Страница 45 из 52
— Онуфрий сказал мне…
— Ничего опасного.
— Я велела Сусанне начать десятидневное моление за твое здоровье.
Он недовольно поморщился. Как трепетало, как безумно билось сердце и ни за что не хотело успокоиться.
— Иди. Я утомлен, хочу отдохнуть… — сказал он, не глядя на жену.
— Может, вызвать врача?
— Нет, нет, нет! Я уже сказал, что ничего страшного. Ты утомляешь меня. Иди себе.
Она вышла тихонько, как мышь, долго притворяла дверь, боясь скрипнуть. Тогда он позвонил.
— Онуфрий! Ко мне — никого, понимаешь? Никого! Когда мне что-нибудь понадобится, я позвоню.
Он передохнул, попытался улечься поудобнее, но при каждом движении сердце начинало колотиться еще более стремительно и неровно. И он лежал неподвижно, хотя угол подушки мучительно жал ему шею.
Болела голова.
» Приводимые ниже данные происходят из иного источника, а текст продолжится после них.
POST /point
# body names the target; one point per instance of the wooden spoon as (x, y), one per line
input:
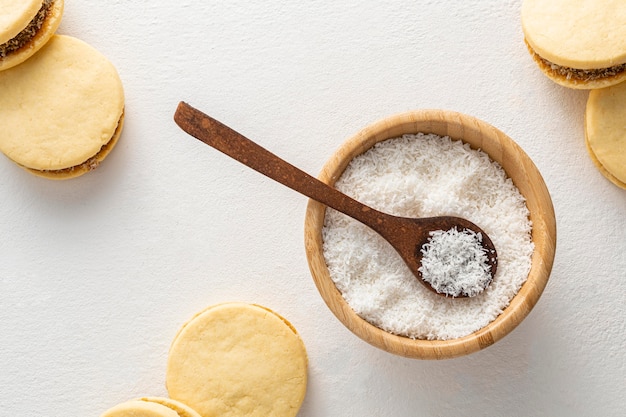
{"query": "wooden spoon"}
(406, 235)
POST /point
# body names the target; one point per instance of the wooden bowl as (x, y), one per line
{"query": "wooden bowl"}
(517, 165)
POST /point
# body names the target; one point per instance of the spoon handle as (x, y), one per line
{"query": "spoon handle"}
(242, 149)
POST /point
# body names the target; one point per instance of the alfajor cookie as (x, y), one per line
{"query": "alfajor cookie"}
(238, 359)
(577, 43)
(62, 110)
(26, 26)
(151, 407)
(605, 131)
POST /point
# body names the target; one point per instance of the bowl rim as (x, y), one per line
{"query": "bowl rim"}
(517, 165)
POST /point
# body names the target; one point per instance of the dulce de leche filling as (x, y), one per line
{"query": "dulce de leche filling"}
(28, 33)
(91, 163)
(577, 74)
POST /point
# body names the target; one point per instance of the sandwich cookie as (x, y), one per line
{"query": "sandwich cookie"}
(238, 359)
(151, 407)
(62, 110)
(605, 132)
(577, 43)
(26, 26)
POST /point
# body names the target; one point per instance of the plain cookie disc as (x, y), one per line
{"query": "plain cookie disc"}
(61, 111)
(605, 131)
(238, 359)
(151, 407)
(25, 27)
(577, 43)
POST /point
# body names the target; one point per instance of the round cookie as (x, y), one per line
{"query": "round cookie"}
(25, 27)
(577, 43)
(605, 131)
(238, 359)
(61, 110)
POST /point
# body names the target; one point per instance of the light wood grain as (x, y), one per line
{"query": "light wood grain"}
(518, 166)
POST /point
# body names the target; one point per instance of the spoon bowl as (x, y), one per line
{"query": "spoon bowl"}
(406, 235)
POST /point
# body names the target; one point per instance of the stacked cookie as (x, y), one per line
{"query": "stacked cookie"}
(62, 102)
(230, 360)
(581, 44)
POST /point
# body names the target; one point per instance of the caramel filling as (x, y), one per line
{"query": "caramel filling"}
(91, 163)
(577, 74)
(29, 31)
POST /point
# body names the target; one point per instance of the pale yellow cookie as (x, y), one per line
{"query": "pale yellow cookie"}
(25, 27)
(183, 410)
(138, 408)
(61, 110)
(605, 131)
(577, 43)
(238, 359)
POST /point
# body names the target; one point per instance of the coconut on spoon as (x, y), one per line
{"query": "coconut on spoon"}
(449, 255)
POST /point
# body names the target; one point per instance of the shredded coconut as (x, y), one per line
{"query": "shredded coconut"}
(420, 176)
(456, 263)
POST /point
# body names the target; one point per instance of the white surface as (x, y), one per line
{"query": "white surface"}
(97, 274)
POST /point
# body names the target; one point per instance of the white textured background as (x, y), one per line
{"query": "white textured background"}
(98, 273)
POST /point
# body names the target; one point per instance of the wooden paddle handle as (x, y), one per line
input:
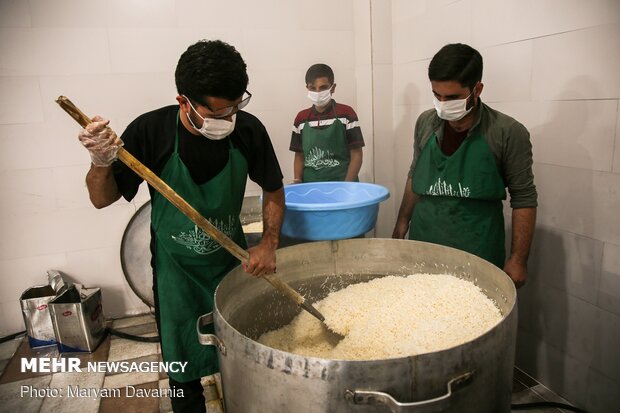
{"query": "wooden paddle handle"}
(163, 188)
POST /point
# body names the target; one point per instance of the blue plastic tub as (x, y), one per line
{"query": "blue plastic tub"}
(319, 211)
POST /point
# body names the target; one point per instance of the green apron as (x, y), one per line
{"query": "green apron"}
(460, 203)
(189, 264)
(326, 155)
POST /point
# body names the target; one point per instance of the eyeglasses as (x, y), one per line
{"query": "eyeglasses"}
(228, 110)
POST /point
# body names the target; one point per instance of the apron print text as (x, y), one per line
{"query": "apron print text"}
(442, 188)
(198, 241)
(319, 159)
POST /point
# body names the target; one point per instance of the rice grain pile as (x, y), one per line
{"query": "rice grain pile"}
(391, 317)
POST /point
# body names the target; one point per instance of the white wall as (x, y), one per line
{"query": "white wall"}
(554, 65)
(117, 58)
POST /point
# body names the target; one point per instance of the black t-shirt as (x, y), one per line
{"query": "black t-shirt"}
(151, 136)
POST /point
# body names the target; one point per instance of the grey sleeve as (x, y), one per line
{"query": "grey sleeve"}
(416, 148)
(517, 167)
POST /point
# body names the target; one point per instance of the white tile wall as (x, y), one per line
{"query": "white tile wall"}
(566, 262)
(575, 133)
(565, 375)
(327, 15)
(609, 289)
(53, 51)
(566, 323)
(616, 163)
(589, 71)
(514, 20)
(420, 37)
(594, 215)
(14, 13)
(20, 101)
(160, 49)
(28, 272)
(57, 231)
(602, 392)
(606, 343)
(507, 72)
(411, 84)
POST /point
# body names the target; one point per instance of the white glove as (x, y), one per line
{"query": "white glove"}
(101, 142)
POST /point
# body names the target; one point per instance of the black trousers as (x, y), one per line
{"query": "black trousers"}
(186, 397)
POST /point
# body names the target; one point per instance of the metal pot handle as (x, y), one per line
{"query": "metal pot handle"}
(207, 339)
(369, 397)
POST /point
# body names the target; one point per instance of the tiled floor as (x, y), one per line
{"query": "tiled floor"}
(13, 381)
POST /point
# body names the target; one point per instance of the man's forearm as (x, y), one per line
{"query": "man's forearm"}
(355, 164)
(101, 186)
(523, 223)
(298, 167)
(273, 214)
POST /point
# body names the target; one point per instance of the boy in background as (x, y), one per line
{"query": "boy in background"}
(326, 138)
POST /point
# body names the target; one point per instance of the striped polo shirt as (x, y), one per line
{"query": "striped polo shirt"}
(345, 114)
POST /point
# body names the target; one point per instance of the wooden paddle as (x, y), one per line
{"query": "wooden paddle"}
(163, 188)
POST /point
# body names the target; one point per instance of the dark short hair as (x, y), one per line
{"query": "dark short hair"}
(211, 68)
(458, 62)
(319, 70)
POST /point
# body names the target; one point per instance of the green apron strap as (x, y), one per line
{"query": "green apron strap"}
(326, 154)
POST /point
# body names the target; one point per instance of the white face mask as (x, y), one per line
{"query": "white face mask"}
(320, 98)
(452, 109)
(214, 129)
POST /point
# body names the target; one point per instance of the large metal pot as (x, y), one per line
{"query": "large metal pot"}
(473, 377)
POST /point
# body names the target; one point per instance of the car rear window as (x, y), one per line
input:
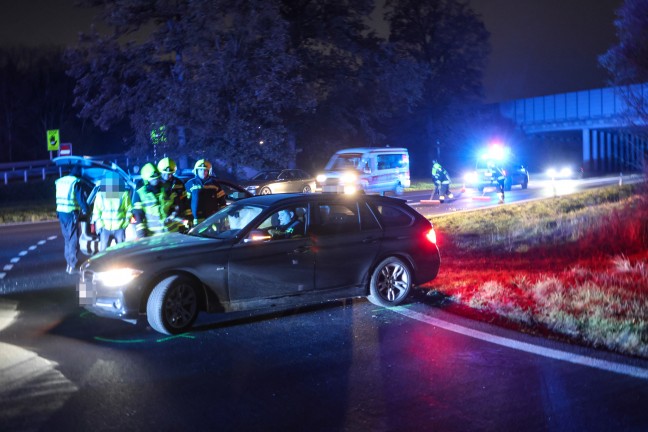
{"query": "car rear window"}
(392, 216)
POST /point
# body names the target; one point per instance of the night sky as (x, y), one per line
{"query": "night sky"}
(539, 46)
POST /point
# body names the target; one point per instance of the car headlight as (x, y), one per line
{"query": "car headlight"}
(348, 178)
(116, 277)
(470, 177)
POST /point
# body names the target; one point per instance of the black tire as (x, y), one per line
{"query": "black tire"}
(391, 282)
(172, 306)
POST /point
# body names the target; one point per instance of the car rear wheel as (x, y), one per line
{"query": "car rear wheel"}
(391, 282)
(172, 307)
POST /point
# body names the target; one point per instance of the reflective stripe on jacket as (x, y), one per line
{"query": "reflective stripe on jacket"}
(66, 201)
(149, 211)
(112, 213)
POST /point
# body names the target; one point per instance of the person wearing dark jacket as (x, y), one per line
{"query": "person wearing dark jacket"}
(71, 203)
(205, 195)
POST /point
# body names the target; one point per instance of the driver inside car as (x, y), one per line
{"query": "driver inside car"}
(289, 225)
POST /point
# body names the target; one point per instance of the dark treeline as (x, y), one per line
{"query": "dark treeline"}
(36, 95)
(255, 82)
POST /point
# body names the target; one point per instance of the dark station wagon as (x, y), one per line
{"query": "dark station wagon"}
(249, 256)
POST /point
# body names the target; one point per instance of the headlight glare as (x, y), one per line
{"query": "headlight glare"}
(116, 277)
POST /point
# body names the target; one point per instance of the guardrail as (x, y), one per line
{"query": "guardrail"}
(41, 169)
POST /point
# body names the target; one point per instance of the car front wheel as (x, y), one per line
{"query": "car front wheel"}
(390, 283)
(172, 307)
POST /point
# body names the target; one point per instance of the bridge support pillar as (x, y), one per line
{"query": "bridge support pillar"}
(587, 157)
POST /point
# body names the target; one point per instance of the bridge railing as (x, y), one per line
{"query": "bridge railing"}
(42, 169)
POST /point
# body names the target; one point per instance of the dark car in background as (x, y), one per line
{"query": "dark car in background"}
(243, 258)
(280, 181)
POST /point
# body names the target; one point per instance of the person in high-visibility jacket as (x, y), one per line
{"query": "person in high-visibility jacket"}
(179, 211)
(112, 211)
(441, 182)
(204, 193)
(71, 203)
(149, 205)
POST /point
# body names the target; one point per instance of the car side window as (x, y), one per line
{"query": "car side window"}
(393, 216)
(338, 218)
(286, 223)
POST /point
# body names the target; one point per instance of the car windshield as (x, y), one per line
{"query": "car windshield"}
(266, 175)
(348, 160)
(227, 222)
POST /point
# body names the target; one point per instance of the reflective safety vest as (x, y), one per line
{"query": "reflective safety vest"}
(66, 201)
(152, 205)
(112, 213)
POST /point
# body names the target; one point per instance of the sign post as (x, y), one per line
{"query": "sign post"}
(53, 140)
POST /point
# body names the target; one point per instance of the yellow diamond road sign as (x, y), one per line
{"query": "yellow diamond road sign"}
(53, 140)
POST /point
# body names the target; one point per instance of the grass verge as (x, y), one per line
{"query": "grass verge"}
(573, 267)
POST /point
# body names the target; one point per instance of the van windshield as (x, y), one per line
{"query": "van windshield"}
(348, 160)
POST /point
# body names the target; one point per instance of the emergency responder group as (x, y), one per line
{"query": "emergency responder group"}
(162, 204)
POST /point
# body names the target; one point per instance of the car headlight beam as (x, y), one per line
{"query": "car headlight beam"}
(116, 277)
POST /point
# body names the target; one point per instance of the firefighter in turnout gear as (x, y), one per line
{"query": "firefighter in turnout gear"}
(441, 182)
(205, 195)
(149, 205)
(112, 210)
(71, 203)
(179, 212)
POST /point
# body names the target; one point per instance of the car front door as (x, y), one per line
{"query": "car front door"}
(262, 266)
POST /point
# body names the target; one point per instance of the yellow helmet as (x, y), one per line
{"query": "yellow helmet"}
(167, 166)
(202, 163)
(149, 172)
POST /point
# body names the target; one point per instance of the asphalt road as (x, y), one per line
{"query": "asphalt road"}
(340, 366)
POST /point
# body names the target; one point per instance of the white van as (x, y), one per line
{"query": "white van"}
(367, 169)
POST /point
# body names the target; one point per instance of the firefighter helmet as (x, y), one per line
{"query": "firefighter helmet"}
(149, 172)
(167, 166)
(202, 164)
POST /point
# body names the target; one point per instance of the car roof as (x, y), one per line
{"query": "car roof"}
(288, 198)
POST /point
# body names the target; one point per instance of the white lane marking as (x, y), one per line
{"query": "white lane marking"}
(605, 365)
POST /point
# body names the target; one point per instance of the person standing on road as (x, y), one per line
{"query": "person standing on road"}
(500, 174)
(441, 182)
(149, 204)
(112, 211)
(175, 196)
(204, 193)
(71, 203)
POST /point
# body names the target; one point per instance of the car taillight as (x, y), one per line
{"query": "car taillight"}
(431, 235)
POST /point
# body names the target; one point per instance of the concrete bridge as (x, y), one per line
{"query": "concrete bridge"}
(605, 118)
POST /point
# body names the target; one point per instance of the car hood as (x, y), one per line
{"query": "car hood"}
(167, 247)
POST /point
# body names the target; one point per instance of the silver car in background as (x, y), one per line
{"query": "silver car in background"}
(280, 181)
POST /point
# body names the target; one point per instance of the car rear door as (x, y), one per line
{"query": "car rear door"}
(272, 267)
(346, 241)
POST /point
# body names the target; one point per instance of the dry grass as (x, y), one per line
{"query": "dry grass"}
(574, 267)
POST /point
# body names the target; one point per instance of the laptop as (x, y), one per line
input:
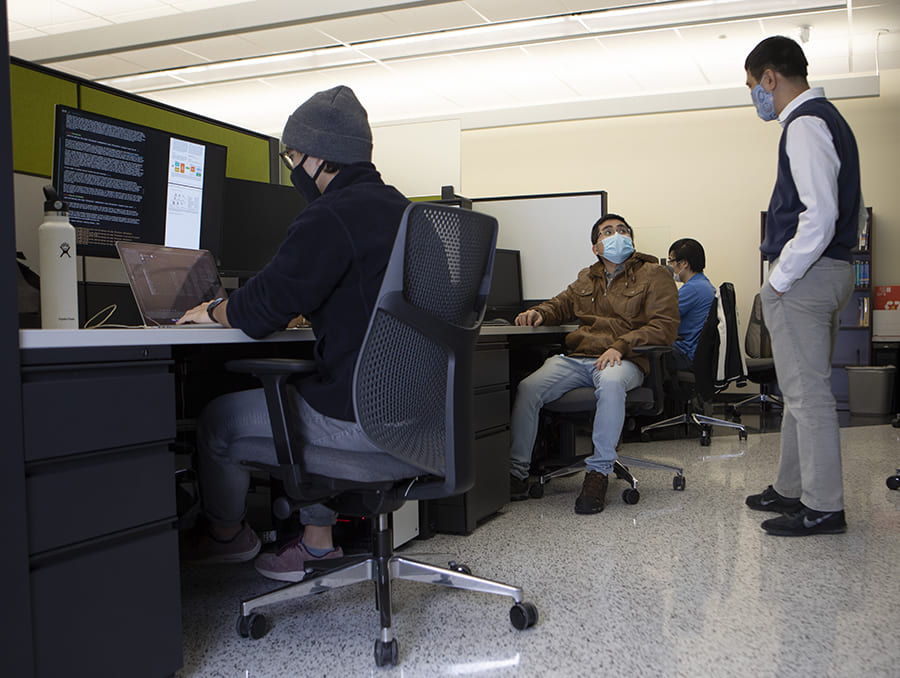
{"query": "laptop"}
(167, 281)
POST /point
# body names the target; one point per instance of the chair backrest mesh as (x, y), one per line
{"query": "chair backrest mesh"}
(444, 262)
(401, 393)
(416, 360)
(757, 343)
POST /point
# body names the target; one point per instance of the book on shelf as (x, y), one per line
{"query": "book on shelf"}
(863, 242)
(864, 316)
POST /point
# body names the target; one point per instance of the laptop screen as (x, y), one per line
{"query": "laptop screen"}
(167, 281)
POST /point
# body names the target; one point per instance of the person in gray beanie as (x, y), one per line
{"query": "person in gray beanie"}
(328, 269)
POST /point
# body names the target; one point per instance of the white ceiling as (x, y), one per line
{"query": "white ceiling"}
(470, 60)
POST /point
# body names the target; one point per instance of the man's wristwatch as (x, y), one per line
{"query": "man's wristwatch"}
(212, 307)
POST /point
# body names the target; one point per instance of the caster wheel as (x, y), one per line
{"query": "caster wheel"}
(523, 615)
(631, 496)
(536, 491)
(386, 653)
(459, 567)
(252, 626)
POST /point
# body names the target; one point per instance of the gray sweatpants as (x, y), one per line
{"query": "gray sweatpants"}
(803, 323)
(234, 428)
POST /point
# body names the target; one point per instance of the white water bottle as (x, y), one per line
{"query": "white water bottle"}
(59, 281)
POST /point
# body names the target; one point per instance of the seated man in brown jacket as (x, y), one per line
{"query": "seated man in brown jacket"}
(624, 300)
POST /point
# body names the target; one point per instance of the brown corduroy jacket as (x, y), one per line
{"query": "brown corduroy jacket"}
(639, 308)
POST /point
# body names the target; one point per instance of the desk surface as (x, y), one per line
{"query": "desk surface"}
(172, 336)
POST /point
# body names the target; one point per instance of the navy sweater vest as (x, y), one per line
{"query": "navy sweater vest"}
(785, 206)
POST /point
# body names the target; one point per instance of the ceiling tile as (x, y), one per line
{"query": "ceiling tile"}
(588, 68)
(44, 13)
(109, 8)
(433, 18)
(357, 29)
(509, 10)
(98, 68)
(287, 38)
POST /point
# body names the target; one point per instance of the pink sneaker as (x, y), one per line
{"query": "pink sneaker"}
(289, 562)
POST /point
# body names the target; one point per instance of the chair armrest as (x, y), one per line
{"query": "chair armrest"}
(288, 366)
(659, 373)
(275, 375)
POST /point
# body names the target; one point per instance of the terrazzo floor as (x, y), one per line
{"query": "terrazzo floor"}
(680, 584)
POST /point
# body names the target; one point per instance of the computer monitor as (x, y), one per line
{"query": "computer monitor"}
(505, 298)
(254, 224)
(133, 183)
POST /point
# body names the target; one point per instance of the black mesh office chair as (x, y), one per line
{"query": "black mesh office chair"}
(576, 408)
(718, 362)
(760, 365)
(413, 399)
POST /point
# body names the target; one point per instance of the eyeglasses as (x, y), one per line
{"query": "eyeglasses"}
(287, 159)
(610, 230)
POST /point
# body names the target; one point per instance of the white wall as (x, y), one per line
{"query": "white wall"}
(702, 174)
(418, 158)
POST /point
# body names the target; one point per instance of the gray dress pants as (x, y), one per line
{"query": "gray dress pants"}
(803, 324)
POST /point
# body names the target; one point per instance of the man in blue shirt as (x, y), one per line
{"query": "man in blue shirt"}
(811, 226)
(687, 260)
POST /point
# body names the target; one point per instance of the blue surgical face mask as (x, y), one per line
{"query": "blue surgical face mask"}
(617, 248)
(764, 102)
(304, 183)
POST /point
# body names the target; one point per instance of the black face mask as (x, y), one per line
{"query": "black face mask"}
(304, 183)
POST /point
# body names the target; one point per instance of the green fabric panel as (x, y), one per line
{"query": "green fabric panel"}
(34, 96)
(248, 156)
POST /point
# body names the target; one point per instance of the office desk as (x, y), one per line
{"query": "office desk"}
(99, 411)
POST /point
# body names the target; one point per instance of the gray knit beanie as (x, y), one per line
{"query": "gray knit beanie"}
(331, 125)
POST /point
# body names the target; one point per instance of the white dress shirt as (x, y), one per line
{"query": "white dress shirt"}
(814, 168)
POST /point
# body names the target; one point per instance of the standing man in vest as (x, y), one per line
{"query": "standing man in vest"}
(811, 226)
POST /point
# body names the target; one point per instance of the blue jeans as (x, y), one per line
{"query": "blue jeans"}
(234, 428)
(803, 324)
(555, 377)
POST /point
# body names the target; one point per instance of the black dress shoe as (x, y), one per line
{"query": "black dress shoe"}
(806, 521)
(518, 488)
(593, 493)
(770, 500)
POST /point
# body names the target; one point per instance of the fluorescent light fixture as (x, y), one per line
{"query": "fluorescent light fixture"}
(598, 23)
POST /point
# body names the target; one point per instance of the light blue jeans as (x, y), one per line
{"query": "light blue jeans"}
(555, 377)
(234, 428)
(803, 324)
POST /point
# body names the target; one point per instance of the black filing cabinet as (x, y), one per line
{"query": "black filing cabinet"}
(462, 513)
(103, 549)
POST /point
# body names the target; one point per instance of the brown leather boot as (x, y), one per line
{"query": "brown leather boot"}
(593, 493)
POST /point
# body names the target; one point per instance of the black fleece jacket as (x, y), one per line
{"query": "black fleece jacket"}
(329, 269)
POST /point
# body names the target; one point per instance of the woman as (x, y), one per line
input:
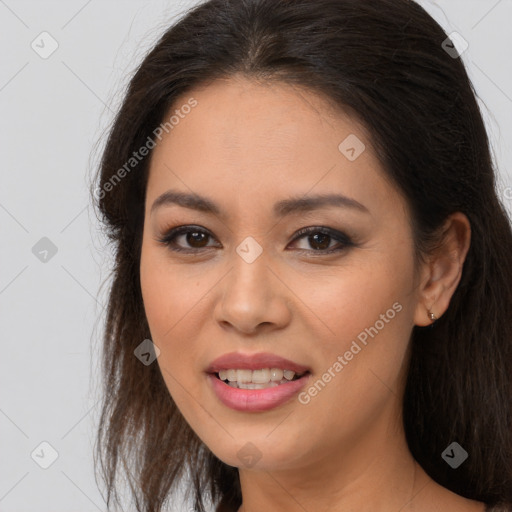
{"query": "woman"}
(311, 302)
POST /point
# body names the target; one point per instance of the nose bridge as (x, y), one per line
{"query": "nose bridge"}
(251, 293)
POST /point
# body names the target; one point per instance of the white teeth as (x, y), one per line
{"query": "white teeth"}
(276, 374)
(258, 378)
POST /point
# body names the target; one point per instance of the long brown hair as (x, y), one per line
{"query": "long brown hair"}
(386, 62)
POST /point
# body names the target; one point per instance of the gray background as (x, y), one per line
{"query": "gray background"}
(53, 112)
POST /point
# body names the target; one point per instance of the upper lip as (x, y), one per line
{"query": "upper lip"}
(238, 360)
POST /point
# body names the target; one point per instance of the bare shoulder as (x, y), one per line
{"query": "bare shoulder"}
(439, 498)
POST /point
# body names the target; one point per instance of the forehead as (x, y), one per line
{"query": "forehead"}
(254, 143)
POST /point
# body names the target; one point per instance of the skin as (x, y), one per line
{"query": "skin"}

Он с трудом ловил воздух открытым ртом.
«Как рыба, совсем как рыба…» — подумалось ему с омерзением.
Да, нечего было обманывать себя — машина испортилась. Это была старость, подступающая медленно, но неумолимо, высасывающая из человека кровь, отнимающая силу у мускулов, зоркость у глаз, коварно подкашивающая старость. Не та старость, которая приходит внезапным ударом, болезнью, от которой больше не поднимаешься, а та медленная, немощная, истощающая изо дня в день.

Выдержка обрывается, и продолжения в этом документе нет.